Что я расскажу внукам? Чем смогу насытить их жадное любопытство? Был я на войне? Был. Кем был? Солдатом, офицером или генералом? Никем! Нелегкая понесла меня на войну, хотя меня никто и не приглашал.
Когда я, во время призыва, пришел в воинское присутствие, меня осмотрели и сказали:
— Вы не годитесь! Я обиделся:
— Это почему же, скажите на милость?!
— У вас зрение плохое.
— Позвольте! Что у вас там требуется на войне? Убивать врагов? Ну, так это штука нехитрая. Подведите мне врага так близко, чтобы я его видел, и он от меня не уйдет!
— Да вы раньше дюжину своих перестреляете, прежде чем убьете одного чужого!..
Вышел я из этого бюрократического учреждения обиженный, хлопнув дверью.
Решил поехать на войну в качестве газетного корреспондента.
Один знакомый еврей долго уговаривал меня не ехать.
— Зачем вам ехать?! Не понимаю вашего характера! Что это за манера: где две державы воюют — вы обязательно в середку влезете!
Однако я поехал, и, как говорил этот мудрый еврей, — конечно, влез в самую середку…
На позициях (под Двинском) ко мне привыкли как к неизбежному злу.
Некоторые даже полюбили меня за кротость и веселый нрав.
Однажды подсел я к солдатам в окопе. Сидели, мирно разговаривали, я угощал их папиросами.
Вдруг — стрельба усилилась, раздались какие-то крики, команда — я за разговором и не заметил что, собственно, скомандовали.
Все закричали «ура!», выскочили из окопов, побежали вперед. Закричал и я за компанию «ура», тоже выскочил и тоже побежал.

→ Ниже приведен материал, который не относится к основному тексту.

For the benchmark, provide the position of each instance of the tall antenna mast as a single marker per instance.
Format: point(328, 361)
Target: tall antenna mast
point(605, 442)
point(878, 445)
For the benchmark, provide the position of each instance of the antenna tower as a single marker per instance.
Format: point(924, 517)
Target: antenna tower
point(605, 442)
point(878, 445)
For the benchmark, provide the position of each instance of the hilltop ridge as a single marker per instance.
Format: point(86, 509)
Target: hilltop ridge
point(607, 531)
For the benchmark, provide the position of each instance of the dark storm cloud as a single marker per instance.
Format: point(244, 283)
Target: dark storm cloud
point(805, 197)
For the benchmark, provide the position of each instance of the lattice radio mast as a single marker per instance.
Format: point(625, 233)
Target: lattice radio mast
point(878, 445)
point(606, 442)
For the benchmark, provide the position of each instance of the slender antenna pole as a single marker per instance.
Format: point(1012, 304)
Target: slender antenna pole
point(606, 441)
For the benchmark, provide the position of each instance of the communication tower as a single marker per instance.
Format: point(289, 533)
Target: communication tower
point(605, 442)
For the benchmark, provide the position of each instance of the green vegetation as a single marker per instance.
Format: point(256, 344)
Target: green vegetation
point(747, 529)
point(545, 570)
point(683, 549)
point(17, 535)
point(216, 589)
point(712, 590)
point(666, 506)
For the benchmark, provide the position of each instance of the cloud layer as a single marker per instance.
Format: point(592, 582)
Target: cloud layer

Кто-то кого-то бил, колол, а я вертелся во все стороны, понимая по своей скромности, что я мешаю и тем, и другим… Люди делают серьезное дело, а я тут же верчусь под ногами.
Потом кто-то от кого-то побежал. Мы ли от немцев, немцы ли от нас — неизвестно. Вообще, я того мнения, что в настоящей битве никогда не разберешь — кто кого поколотил и кто от кого бежал…
Это уж потом разбирают опытные люди в главном штабе.
Бежал я долго — от врага ли или за врагом — и до сих пор не знаю. Может быть, меня нужно было наградить орденом как отчаянного храбреца, может быть — расстрелять как труса.
Бежал я долго — так долго, что когда огляделся, — около меня уже никого не было.
Только один немец (очевидно, такого же неопределенного характера, как и я сам) семенил почти рядом со мной.